Saturday, May 14, 2011

Take my coat please.

“It’s a terrible world where one is cold as soon as the air conditioner turns on, but hot as soon as it turns off. Though it is an equally terrible world with pants on“ Kevan thought  to himself as he sat in his bed. He hadn’t seen the sun today, but that was fine by him. He was worried about becoming too complacent in his glamorous lifestyle as the delivery man knocked on his front, and only, door.
As he browsed through the catalogs lining his walls, slurping chicken egg-drop soup from its plastic container, he took the pen out from behind his ear and began crossing out various ladies overcoats from the pages. Soon Kevan was left with 8 approved choices. He gave them last once-over and felt great satisfaction.
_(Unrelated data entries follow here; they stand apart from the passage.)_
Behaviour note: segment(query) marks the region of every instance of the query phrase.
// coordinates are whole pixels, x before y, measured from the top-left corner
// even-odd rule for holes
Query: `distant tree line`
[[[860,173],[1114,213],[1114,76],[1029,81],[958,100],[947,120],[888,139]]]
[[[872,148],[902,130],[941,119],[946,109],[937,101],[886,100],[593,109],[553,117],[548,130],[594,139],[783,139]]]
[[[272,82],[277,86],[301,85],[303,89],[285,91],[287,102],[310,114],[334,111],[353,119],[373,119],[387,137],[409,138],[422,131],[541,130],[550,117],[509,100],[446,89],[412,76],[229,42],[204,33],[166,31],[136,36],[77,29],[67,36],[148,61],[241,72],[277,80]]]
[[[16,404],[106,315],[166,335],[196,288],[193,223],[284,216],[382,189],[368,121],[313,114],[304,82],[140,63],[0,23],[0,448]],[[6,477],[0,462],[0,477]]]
“Dial Burlington” he yelled sharply, his warm breath fluttering a few of the stapled catalog pages from their walls for a moment. “Phone” he said in an annoyed tone “DIAL BurlingTON”. 
He hurried across the room to his communication center, which consisted of a cardboard box with a range of outdated cell phones piled amongst a tangle of adapters, decommissioned television antennae and a gameboy with a single AAA battery in it.
The phone he was addressing had come lose from its lifeline, and stared back at him blankly with an oil smudged screen. It was as he refastened the phone to the charger that he lamented dropping his internet provider for raising his cable connection rate 5 dollars a month, but it was the principle of the manner and the feeling quickly passed.
“Hello yes I would like to place a order. Uh huh. Yes items: 2104, 2218, 2219, 3020, 3404, 3500, 3511 and 3580 size M. Yes mam, each in yellow. Mastercard. 2108733289894402. My address sould be on- that’s correct. Uh huh. Thank you. Yes thank you.”
He waited, as he always did, for the representative to hang up.  He carefully took down each page from the wall, separating them into two piles, and filed them away under ‘April 2011’. As he got back into his bed, his air conditioner came on, and quickly shut off, as it did every several minutes.